The team and child are subjected to variable intensities of background noise and vibration while traveling in the vehicle cabin. Noise can impair the team's ability to auscultate breath sounds and heart sounds or accurately measure the blood pressure manually—another reason for monitoring vital signs mechanically and relying on other assessment modalities, such as the level of mentation, skin color, and capillary refill. For rotor transports in particular, the crew and patient should wear helmets or headphones (or another wearable noise attenuator, such as MiniMuffs, Natus Medical, San Carlos, CA) to mitigate noise. Motion and vibration are additional transport hazards and can lead to increased metabolic rate, shortness of breath, and fatigue in the patient, as well as motion sickness in the patient and staff.
On fixed-wing or certain rotary-wing transports, the patient may suffer adverse physiologic effects from altitude . With increasing altitude, the barometric (atmospheric) pressure decreases and gas expands to occupy a greater volume due to decreased pressure exerted on it. Therefore, as barometric pressure drops with altitude, the partial pressures of inspired oxygen (Pi o 2 ) and, consequently, arterial oxygen (Pa o 2 ) decrease, as does the arterial oxygen-hemoglobin saturation (Sp o 2 ). For example, at 8,000 feet—an elevation at which unpressurized airplanes may fly, as well as the effective cabin altitude for many pressurized airplanes flying at 35,000 to 40,000 feet—the barometric pressure, Pi o 2 , Pa o 2 , and Sp o 2 fall to 565 mm Hg, 118 mm Hg, 61 mm Hg, and 93%, respectively.

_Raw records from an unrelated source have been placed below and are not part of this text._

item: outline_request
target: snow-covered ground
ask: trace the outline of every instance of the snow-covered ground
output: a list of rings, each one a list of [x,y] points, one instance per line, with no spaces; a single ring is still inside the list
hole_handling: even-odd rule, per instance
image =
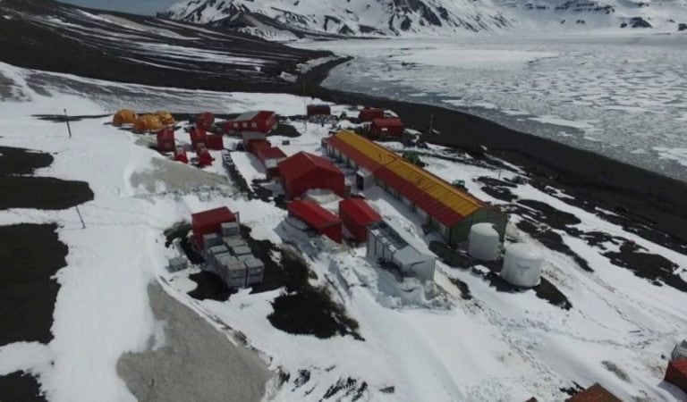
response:
[[[301,42],[356,58],[325,86],[439,105],[687,180],[687,36]]]
[[[170,275],[165,270],[166,258],[174,251],[164,247],[164,230],[188,219],[192,212],[228,205],[241,212],[242,222],[253,229],[254,238],[278,244],[284,241],[284,232],[278,226],[285,211],[271,203],[248,200],[228,180],[217,183],[209,197],[199,197],[192,191],[193,184],[208,177],[214,180],[216,175],[185,166],[180,166],[185,172],[182,176],[172,172],[163,156],[137,145],[136,135],[105,124],[109,117],[72,122],[74,135],[70,139],[62,124],[31,114],[61,113],[65,105],[74,115],[103,114],[132,105],[136,109],[185,107],[191,112],[227,113],[259,106],[293,115],[302,113],[309,100],[288,95],[152,88],[33,74],[6,64],[0,64],[0,71],[14,82],[14,92],[24,96],[23,101],[2,103],[2,144],[55,154],[53,164],[38,174],[85,180],[95,193],[93,201],[80,206],[85,230],[73,210],[0,212],[3,223],[59,223],[60,239],[70,247],[68,265],[56,275],[61,288],[54,339],[48,345],[0,346],[0,375],[30,370],[39,376],[50,400],[132,398],[116,375],[115,364],[124,352],[145,349],[151,339],[158,346],[164,342],[159,336],[162,323],[154,319],[146,293],[147,285],[155,281],[169,281],[172,286],[165,289],[172,296],[218,320],[232,329],[230,332],[244,334],[272,369],[288,373],[288,382],[268,391],[276,400],[352,400],[360,395],[360,400],[522,401],[536,396],[556,401],[566,398],[560,389],[572,387],[573,381],[585,387],[601,382],[623,400],[685,398],[662,382],[666,361],[661,355],[667,355],[685,337],[687,294],[635,276],[613,264],[598,247],[560,230],[564,242],[589,261],[593,272],[530,239],[513,224],[508,234],[546,255],[544,275],[568,297],[570,310],[538,298],[533,291],[497,292],[481,276],[440,262],[436,284],[423,286],[411,279],[399,282],[365,259],[364,248],[309,242],[299,236],[289,240],[310,250],[307,260],[318,276],[313,284],[331,290],[360,323],[364,341],[350,336],[320,339],[276,330],[267,316],[281,290],[260,294],[244,290],[225,302],[192,299],[186,293],[194,283],[184,273]],[[37,93],[27,82],[47,83],[40,86],[45,92]],[[335,105],[334,111],[345,108]],[[284,152],[320,152],[320,139],[329,127],[302,122],[295,126],[304,133],[289,138],[291,145],[283,147]],[[188,139],[181,133],[177,138]],[[270,139],[280,144],[284,138]],[[227,139],[225,145],[231,142]],[[430,151],[448,155],[438,147]],[[215,155],[216,164],[209,172],[224,174],[219,153]],[[485,193],[473,179],[523,174],[517,169],[497,171],[462,157],[463,163],[431,156],[423,160],[431,172],[449,180],[463,179],[471,193],[496,204],[500,201]],[[233,160],[249,180],[260,172],[250,156],[235,154]],[[137,186],[131,184],[134,176]],[[679,266],[675,274],[687,280],[687,255],[527,183],[512,192],[577,216],[581,222],[574,226],[581,230],[633,240],[675,263]],[[419,219],[379,188],[373,187],[365,195],[385,217],[396,220],[420,240],[436,239],[420,235]],[[521,219],[512,218],[513,222]],[[617,248],[610,243],[604,246]],[[467,283],[472,298],[463,299],[452,279]],[[609,363],[622,374],[606,369]]]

In comparison, the barometric pressure, Pi o 2 , Pa o 2 , and Sp o 2 are 760 mm Hg, 159 mm Hg, 95 mm Hg, and 100% at sea level. Although healthy individuals usually tolerate these changes well, patients with respiratory insufficiency, pulmonary hypertension, significant blood loss, or shock may decompensate and should receive supplemental oxygen and/or have the cabin pressured at sea level.
Gases expand 10–15% at the few-thousand feet where helicopters typically fly, and approximately 30% at 8,000 feet. Gases within the body itself also expand as the altitude increases. The degree of gas expansion must be considered during transport via air of any patient with a pneumocephalus, pneumothorax, bowel obstruction, or another condition involving entrapped gas. Before transport, a pneumothorax should be decompressed and a nasogastric tube inserted for ileus.

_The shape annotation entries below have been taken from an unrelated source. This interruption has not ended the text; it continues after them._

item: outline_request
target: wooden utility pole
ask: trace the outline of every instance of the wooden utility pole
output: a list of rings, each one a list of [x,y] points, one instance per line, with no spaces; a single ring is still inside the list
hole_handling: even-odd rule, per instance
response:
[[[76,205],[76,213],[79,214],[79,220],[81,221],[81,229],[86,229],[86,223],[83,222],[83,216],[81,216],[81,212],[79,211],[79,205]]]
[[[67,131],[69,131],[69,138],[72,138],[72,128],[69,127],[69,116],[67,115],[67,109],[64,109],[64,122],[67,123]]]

Safety is of paramount importance and mandates constant vigilance by everyone involved. Accident rates for pediatric air and ground transport are estimated at approximately 1 in 1,000 transports. The team should routinely attend pilot briefs, as well as perform safety inspections of the vehicles and equipment, aided by checklists. When in doubt, the MCP should solicit input from the staff about whether to transport via air or ground ambulance or to employ lights and sirens, decisions that cannot be taken lightly. The pilot's or driver's judgment as to the safety of proceeding during inclement weather or with a mechanical problem must not be overruled.

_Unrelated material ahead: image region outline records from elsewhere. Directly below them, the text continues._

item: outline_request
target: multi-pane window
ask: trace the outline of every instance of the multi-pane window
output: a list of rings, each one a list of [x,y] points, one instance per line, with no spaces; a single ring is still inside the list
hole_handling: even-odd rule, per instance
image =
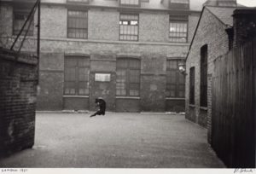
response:
[[[64,69],[64,95],[89,95],[90,59],[66,56]]]
[[[189,104],[195,104],[195,67],[189,69]]]
[[[170,15],[169,38],[174,43],[188,42],[188,16]]]
[[[200,106],[207,107],[207,45],[201,48]]]
[[[67,12],[67,38],[87,38],[88,14],[86,11]]]
[[[140,0],[119,0],[120,5],[139,6]]]
[[[138,14],[120,14],[119,40],[138,40]]]
[[[28,17],[30,11],[27,10],[16,10],[14,9],[14,22],[13,22],[13,34],[18,35],[20,29],[22,28],[23,25],[25,24],[26,18]],[[33,31],[34,31],[34,20],[33,16],[32,16],[32,23],[30,25],[30,27],[28,28],[30,20],[27,21],[23,32],[21,32],[21,35],[25,35],[26,32],[27,32],[27,36],[32,36]]]
[[[172,9],[189,9],[189,0],[170,0],[169,6]]]
[[[166,97],[183,98],[185,96],[185,77],[178,70],[180,60],[167,60]]]
[[[140,60],[118,59],[116,73],[116,96],[140,96]]]

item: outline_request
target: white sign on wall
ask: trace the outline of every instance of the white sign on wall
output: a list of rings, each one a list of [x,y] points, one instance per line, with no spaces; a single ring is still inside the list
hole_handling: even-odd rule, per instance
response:
[[[110,82],[110,73],[96,73],[96,82]]]

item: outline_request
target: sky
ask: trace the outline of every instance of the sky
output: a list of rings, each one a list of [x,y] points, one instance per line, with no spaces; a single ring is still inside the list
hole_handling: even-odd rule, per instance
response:
[[[256,0],[237,0],[237,3],[247,7],[256,7]]]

Organizations such as the Federal Aviation Administration (FAA) and the National Transportation Safety Board (NTSB), play a role in ensuring safe interfacility transport. The Commission on Accreditation of Medical Transport Systems (CAMTS) is an independent, peer-review organization established in 1990 in response to the number of air medical accidents in the 1980s. CAMTS, through voluntary participation, audits and accredits fixed-wing, rotary-wing, and ground interfacility medical transport services.